Most subcontracts include a flow through provision (also called flow down and incorporation clauses) stating that the subcontractor and contractor are bound by the same obligations as set forth in the prime contract between the contractor and owner. Many jurisdictions interpret such provisions narrowly, as illustrated in a recent case out of New York. In Amerisure Insurance Company v. Selective Insurance Group, Inc., 2023 WL 3311879, the U.S. Court of Appeals for the Second Circuit affirmed the District Court’s interpretation of a flow through clause in a construction subcontract. The Amerisure case involved a dispute over insurance coverage for a personal injury to a subcontractor’s employee on a construction project. The owner of the project sought defense and indemnity from the general contractor (GC) and its insurance company, who in turn sought coverage for the owner as an additional insured under the subcontractor’s policy. The GC based its argument for coverage on the flow through provision in the subcontract.
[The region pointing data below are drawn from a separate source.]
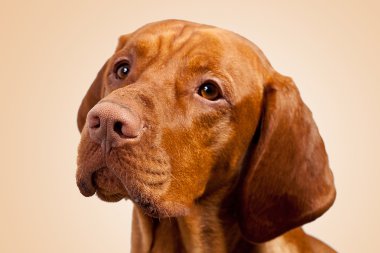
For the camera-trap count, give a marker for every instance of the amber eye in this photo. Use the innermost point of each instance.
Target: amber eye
(209, 91)
(122, 70)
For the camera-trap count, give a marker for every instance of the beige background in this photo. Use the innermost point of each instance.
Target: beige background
(51, 50)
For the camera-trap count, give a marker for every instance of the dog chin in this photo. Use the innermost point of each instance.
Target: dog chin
(110, 197)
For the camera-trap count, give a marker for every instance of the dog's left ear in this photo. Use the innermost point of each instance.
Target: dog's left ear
(287, 181)
(93, 95)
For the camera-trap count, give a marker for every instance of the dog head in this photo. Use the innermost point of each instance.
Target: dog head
(181, 110)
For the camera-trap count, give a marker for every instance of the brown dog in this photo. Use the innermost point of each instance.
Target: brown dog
(214, 147)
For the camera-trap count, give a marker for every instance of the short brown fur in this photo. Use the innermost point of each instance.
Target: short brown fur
(239, 174)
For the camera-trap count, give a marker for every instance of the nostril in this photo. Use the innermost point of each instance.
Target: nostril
(118, 128)
(94, 122)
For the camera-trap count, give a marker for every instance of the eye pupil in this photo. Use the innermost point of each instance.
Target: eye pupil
(209, 91)
(122, 71)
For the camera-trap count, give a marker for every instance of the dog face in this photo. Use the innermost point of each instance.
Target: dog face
(176, 113)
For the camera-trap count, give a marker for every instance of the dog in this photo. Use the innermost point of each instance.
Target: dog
(216, 149)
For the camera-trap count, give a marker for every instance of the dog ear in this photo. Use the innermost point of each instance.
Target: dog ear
(286, 181)
(93, 95)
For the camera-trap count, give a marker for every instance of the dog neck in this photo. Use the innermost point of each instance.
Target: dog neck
(200, 231)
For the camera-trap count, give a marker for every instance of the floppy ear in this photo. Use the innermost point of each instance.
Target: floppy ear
(287, 180)
(93, 95)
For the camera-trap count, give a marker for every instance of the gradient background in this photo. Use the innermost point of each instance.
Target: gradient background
(51, 50)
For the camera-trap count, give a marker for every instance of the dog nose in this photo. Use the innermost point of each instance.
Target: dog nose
(112, 125)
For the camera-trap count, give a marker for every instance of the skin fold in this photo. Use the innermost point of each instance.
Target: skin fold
(215, 148)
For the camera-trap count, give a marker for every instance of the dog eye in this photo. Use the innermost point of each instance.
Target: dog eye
(122, 70)
(209, 91)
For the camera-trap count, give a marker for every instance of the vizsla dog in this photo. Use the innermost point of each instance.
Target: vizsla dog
(215, 148)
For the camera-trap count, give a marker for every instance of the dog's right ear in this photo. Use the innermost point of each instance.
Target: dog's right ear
(93, 95)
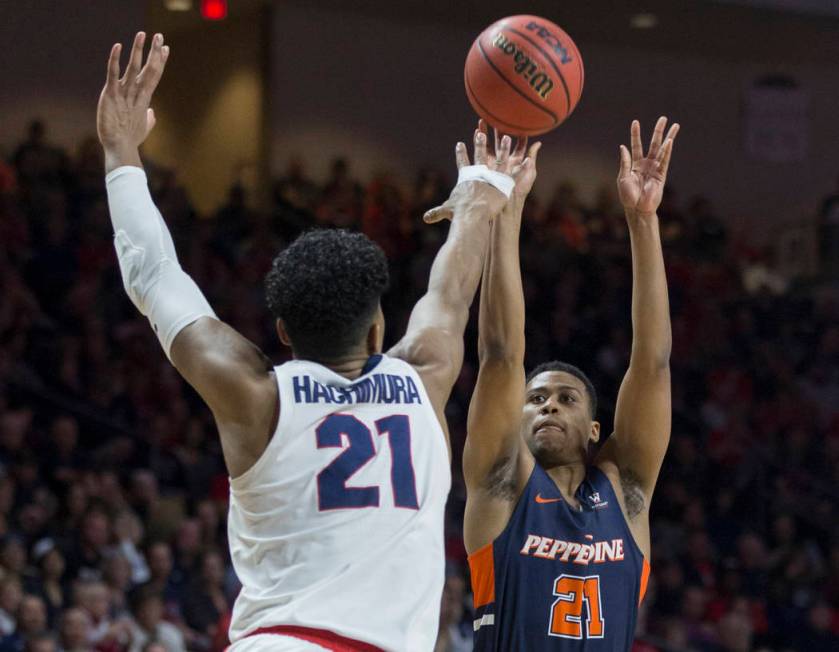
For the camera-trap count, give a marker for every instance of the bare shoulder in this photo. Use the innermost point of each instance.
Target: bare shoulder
(238, 384)
(626, 483)
(490, 505)
(633, 501)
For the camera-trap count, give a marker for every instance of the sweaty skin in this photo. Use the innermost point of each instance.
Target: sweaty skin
(230, 373)
(513, 426)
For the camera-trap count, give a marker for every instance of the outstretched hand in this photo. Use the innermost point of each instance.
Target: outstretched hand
(123, 116)
(641, 178)
(515, 164)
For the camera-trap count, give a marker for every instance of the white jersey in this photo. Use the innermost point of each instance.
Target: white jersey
(339, 524)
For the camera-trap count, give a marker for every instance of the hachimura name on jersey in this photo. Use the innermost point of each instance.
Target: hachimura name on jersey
(374, 388)
(558, 578)
(352, 484)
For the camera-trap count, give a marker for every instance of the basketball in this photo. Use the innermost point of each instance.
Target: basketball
(523, 75)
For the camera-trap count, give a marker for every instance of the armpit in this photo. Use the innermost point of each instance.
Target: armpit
(633, 496)
(499, 482)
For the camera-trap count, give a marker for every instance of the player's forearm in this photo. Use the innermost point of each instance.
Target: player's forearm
(456, 270)
(119, 156)
(651, 335)
(501, 315)
(151, 274)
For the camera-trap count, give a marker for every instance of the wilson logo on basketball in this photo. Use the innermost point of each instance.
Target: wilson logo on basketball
(524, 66)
The prime contract required the GC to procure commercial liability insurance including the owner as an additional insured for claims caused by the GC’s negligent acts or omissions. The subcontract likewise required the subcontractor to procure commercial general liability insurance but required only that the GC be named as an additional insured. However, the subcontract also included a flow through clause, binding the subcontractor to the terms of the prime contract and assuming toward the GC all the obligations and responsibilities that the GC assumed toward the owner. However, the subcontract did not expressly require that the subcontractor name the owner as an additional insured, and in order for the owner to qualify as an additional insured under the subcontractor’s insurance policy, the subcontractor must have agreed in the subcontract to name the owner as an additional insured.
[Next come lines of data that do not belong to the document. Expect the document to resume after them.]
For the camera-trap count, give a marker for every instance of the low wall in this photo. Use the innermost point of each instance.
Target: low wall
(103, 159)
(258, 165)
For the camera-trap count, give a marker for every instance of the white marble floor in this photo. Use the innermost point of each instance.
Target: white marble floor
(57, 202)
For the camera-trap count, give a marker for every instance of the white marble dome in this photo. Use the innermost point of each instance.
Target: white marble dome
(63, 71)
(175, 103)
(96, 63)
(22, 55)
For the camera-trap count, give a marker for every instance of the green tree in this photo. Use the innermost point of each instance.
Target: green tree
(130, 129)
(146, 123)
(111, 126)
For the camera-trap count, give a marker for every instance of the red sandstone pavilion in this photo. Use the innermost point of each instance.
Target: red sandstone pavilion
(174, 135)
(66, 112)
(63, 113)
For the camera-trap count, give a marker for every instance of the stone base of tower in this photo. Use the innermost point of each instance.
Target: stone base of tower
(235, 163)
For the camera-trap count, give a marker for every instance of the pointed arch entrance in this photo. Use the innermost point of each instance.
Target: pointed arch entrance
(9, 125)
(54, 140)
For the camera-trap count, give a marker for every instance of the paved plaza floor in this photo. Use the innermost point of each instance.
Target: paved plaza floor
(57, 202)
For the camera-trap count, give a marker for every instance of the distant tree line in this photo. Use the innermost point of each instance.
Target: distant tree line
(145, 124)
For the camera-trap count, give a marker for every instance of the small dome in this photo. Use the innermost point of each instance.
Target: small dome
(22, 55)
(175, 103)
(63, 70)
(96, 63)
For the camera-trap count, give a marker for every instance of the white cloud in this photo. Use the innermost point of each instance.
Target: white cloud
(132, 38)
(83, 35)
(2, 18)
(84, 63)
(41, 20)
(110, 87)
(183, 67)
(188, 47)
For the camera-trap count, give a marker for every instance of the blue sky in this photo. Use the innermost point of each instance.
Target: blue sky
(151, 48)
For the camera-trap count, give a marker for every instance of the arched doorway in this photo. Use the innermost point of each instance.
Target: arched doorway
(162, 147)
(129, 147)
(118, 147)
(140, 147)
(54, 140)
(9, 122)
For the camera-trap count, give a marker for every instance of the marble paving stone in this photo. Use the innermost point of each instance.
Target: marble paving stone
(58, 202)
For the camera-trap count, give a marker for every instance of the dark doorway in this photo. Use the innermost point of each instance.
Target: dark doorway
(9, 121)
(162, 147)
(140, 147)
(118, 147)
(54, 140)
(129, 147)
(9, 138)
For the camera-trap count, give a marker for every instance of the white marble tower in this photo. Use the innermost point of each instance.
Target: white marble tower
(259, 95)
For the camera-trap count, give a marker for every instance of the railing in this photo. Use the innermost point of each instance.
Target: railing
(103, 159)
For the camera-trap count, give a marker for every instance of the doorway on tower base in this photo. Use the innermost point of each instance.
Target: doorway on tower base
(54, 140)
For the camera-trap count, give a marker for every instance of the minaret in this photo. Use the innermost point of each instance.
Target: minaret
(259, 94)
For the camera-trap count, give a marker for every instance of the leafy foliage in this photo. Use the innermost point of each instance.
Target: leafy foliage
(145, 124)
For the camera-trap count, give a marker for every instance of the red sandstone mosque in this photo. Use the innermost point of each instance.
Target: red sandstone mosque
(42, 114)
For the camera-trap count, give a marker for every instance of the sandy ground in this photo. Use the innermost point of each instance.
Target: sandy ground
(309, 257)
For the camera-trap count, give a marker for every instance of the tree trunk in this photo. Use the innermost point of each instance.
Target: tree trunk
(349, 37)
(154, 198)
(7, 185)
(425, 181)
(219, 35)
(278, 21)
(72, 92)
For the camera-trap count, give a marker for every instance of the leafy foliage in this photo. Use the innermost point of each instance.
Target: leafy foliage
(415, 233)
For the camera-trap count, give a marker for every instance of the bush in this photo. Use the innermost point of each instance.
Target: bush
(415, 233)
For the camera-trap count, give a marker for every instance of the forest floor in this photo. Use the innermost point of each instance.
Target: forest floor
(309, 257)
The District Court rejected the GC’s argument that the flow through clause in the subcontract incorporated all the GC’s obligations, including the GC’s obligation to provide additional insurance coverage to the owner. The Court examined the flow through clause under both Virginia and New York law, reaching the same conclusion for each. It relied on a New York case for its rationale, Persuad v. Bovis Land Lease, 93 A.D.3d 831 (2d Dep’t 2012), which provides “under New York law, incorporation clauses in a construction subcontract, incorporating prime contract clauses by reference into a subcontract bind a subcontractor only as to the prime contract provisions relating to the scope, quality, character and manner of work to be performed by the subcontractor.” The Court concluded that because the subcontractor did not expressly assume an obligation to name the owner as an additional insured, the flow through clause would not apply to an additional insured obligation, and therefore the owner was not an additional insured under the subcontractor’s policy.
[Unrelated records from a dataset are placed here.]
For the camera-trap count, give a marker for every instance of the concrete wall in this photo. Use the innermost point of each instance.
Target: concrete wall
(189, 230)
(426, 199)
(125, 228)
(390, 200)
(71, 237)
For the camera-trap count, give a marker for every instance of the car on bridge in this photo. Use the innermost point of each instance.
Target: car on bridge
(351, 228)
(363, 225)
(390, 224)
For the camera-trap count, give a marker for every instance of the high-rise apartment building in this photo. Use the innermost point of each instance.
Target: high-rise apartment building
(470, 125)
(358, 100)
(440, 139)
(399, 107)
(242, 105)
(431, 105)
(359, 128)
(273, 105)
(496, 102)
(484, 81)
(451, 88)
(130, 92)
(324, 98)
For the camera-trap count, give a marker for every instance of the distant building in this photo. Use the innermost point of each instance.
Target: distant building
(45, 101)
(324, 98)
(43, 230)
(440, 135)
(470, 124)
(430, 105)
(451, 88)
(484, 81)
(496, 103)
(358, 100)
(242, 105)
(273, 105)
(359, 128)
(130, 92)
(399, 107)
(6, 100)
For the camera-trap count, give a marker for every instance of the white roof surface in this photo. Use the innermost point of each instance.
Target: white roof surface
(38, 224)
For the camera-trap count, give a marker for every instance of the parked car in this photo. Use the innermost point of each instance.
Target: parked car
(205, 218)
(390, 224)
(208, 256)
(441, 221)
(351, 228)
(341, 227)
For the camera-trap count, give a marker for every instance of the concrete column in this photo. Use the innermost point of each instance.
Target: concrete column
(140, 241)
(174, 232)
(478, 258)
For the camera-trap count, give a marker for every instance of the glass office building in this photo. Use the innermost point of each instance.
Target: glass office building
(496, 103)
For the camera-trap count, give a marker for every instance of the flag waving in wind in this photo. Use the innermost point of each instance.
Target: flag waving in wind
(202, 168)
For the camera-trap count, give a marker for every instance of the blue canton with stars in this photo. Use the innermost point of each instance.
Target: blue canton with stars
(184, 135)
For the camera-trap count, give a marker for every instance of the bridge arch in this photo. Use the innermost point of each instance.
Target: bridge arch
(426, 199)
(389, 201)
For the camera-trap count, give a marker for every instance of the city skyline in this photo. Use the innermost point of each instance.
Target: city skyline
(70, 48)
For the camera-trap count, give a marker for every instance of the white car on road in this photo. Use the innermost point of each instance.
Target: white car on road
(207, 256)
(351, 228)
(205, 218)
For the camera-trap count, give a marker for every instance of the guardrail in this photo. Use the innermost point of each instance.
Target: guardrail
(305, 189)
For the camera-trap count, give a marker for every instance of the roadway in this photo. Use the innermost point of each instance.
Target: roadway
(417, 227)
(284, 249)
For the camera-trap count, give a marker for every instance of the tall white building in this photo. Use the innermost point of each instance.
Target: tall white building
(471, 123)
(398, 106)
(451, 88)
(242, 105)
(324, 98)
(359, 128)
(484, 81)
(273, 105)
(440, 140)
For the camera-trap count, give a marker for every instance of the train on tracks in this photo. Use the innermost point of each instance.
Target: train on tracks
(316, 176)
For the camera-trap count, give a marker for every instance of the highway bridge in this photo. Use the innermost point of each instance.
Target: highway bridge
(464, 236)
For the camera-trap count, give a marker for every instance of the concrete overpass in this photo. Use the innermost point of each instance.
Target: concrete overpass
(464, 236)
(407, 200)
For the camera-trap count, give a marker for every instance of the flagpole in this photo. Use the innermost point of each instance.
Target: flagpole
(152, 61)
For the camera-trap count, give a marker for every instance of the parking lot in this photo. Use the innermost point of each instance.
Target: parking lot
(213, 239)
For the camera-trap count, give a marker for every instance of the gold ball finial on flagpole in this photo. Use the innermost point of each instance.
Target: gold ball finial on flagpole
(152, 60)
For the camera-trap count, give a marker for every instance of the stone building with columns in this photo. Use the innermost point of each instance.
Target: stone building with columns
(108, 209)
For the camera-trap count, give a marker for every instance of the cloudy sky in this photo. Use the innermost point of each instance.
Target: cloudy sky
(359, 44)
Contracting parties need to be conscious of overreliance on flow through clauses. In jurisdictions like New York, which narrowly construe these provisions, only the obligations pertaining to the scope of work are likely to flow down to a subcontractor. Disputes involving flow through provisions typically involve important risk management provisions such as insurance, indemnification, and arbitration, which are not necessarily considered to pertain directly to the scope of work. The better approach to ensure an obligation flows down to a subcontractor, regardless of the jurisdiction governing the contract, is to make sure the subcontract itself specifically includes what the parties agree on.